Por otro lado, se planteó la idea de que el mundo distópico es el día a día en los medios de comunicación, que esto responde a una “estrategia psicológica de insensibilización. ¿Cuántos de los aquí presentes –planteaba una alumna- podemos ver las noticias comiéndonos un plato de garbanzos, mientras en ellas solo aparecen hambre y sufrimiento, y no se nos mueve por el cuerpo absolutamente nada?. Nos acostumbran a la injusticia hasta que la normalizamos, sin siquiera exponernos sus causas, y mucho menos mostrarnos la diversidad de experiencias colectivas de resistencia y éxito en diferentes rincones del mundo. Así, todo lo malo que ocurre y nos ocurre es interpretado como “lo normal”, haciendo que asumamos lo irremediable de los procesos que estamos viviendo y, lo que es peor, generando en nosotras frustración, pesimismo e inacción.

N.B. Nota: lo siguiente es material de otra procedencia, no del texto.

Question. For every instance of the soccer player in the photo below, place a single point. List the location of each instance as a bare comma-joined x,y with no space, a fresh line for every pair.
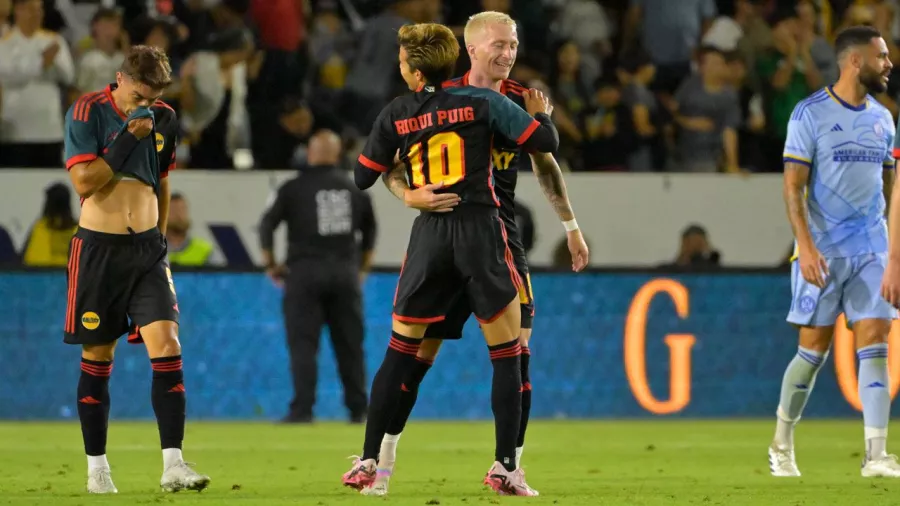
120,145
444,136
492,43
837,155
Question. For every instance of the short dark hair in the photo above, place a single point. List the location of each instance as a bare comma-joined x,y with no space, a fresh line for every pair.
854,36
148,65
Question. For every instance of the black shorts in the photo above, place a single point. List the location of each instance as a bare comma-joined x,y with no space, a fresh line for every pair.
117,283
451,327
451,256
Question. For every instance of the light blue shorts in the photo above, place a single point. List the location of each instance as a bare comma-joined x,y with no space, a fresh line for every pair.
852,287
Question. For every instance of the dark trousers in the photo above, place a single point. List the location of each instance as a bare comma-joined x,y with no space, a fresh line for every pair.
27,156
323,293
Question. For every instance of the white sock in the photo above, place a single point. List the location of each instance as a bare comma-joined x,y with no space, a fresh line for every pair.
388,453
171,456
876,442
784,430
98,462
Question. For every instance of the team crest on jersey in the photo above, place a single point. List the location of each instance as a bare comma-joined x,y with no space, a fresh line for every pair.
90,320
807,304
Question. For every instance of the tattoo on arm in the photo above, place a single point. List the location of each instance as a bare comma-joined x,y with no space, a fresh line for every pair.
395,180
552,183
796,177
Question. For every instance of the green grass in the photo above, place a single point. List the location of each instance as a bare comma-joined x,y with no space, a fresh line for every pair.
572,463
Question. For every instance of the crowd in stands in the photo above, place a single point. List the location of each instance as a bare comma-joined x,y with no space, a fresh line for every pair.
638,85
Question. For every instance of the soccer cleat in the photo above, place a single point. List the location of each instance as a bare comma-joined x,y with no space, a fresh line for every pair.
508,482
361,475
782,462
885,466
100,482
180,476
380,486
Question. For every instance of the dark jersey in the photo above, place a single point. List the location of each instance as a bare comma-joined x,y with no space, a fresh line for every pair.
507,159
447,135
93,123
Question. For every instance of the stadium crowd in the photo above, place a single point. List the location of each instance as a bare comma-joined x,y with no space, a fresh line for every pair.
639,85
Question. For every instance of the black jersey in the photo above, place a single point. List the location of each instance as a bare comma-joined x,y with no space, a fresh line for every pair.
447,135
507,158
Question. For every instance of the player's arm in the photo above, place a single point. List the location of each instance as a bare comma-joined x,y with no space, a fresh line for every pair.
799,153
87,170
378,155
423,198
537,133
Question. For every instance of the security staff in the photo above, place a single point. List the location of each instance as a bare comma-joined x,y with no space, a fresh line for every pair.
331,233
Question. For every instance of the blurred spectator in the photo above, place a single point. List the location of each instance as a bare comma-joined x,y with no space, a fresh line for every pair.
98,66
213,93
636,72
609,136
708,114
331,48
820,51
586,24
34,64
331,234
670,30
183,249
525,222
571,95
373,79
788,75
751,133
48,241
695,252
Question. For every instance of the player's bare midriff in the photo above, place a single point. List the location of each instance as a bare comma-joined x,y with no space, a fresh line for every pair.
119,206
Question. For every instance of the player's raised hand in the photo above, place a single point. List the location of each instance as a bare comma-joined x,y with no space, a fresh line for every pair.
890,284
578,249
536,102
140,128
813,267
424,199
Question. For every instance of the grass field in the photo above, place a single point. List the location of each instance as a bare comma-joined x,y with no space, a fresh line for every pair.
572,463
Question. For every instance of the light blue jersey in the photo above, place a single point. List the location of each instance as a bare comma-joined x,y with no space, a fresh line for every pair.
847,149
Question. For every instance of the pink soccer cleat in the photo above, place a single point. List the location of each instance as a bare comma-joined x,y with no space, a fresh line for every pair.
508,482
361,475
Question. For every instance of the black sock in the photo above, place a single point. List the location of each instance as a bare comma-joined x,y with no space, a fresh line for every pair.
93,405
506,400
386,390
410,391
167,396
526,396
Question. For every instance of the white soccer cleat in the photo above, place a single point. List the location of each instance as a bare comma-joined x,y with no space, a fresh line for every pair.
180,476
380,486
100,482
885,466
782,462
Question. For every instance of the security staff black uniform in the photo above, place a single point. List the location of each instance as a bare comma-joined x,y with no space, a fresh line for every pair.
331,233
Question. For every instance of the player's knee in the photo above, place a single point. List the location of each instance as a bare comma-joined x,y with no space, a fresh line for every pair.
429,349
99,353
524,337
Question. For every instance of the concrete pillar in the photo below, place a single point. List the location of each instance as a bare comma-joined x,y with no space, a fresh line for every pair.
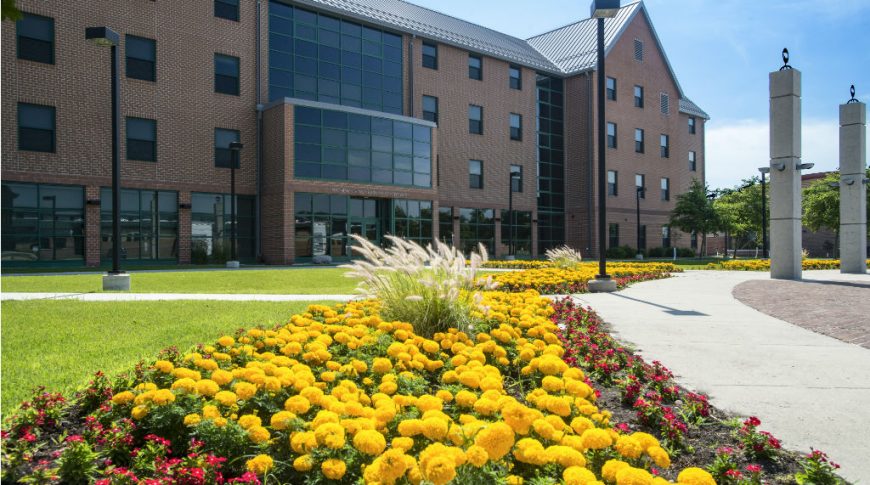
853,191
785,178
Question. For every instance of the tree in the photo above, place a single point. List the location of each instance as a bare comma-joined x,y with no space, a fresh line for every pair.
694,212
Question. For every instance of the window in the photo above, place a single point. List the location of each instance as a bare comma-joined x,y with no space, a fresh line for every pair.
475,67
430,108
430,55
227,9
226,74
36,128
141,139
516,178
35,38
475,119
515,76
223,156
475,174
516,126
141,58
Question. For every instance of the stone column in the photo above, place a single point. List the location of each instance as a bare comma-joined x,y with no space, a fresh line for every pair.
785,179
853,191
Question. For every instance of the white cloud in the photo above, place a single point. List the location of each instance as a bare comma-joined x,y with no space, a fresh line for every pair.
735,150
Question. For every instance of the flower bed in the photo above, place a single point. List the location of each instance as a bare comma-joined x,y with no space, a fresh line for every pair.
339,395
575,280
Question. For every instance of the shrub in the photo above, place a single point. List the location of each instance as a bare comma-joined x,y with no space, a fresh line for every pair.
433,288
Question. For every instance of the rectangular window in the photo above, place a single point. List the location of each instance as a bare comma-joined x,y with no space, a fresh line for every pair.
613,232
430,55
223,156
515,76
516,126
36,128
35,38
430,108
141,58
141,139
516,178
475,67
475,174
226,74
227,9
611,182
475,119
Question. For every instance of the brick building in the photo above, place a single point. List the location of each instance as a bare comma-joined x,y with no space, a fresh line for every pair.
357,117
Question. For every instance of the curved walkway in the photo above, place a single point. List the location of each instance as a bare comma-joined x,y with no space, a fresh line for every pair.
808,389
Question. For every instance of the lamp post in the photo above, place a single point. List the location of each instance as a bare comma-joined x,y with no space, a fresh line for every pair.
600,10
116,279
235,148
764,171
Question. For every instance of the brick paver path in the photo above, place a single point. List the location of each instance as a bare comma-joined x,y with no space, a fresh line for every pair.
839,309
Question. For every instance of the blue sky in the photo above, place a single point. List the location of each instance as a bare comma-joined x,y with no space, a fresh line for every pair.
722,51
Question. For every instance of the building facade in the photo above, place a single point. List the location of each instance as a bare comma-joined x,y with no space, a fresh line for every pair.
357,118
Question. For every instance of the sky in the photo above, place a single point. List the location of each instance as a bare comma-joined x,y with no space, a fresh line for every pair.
722,52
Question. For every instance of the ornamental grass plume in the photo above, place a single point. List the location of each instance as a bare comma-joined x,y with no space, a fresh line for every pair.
433,288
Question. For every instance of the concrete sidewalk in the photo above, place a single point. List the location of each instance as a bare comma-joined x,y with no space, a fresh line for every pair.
807,389
169,296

La pregunta que podemos hacernos –y que también nos hicimos nosotros en clase- es si los medios de comunicación, el cine y la literatura, pueden influir en las posibilidades de pensar y vivir otros mundos posibles. Nosotras llegamos a la conclusión de que, evidentemente, sí, en tanto sirven de soporte para la producción de sentido. ¿Cuántas de nosotras no hemos comentado la última serie distópica de Netflix o Filmin? ¿O cuántos no hemos querido dar la primicia del desastre del día? Lo que no aparece en estos medios, no existe en nuestras cabezas y, en consecuencia, no forma parte de nuestras conversaciones con amistades, familiares, personas conocidas y desconocidas. Si no hay un conjunto de realidades que compartamos y sobre las que hablemos y reflexionemos, ¿cómo podremos actuar y encaminarnos hacia aquello que ni tan siquiera imaginamos?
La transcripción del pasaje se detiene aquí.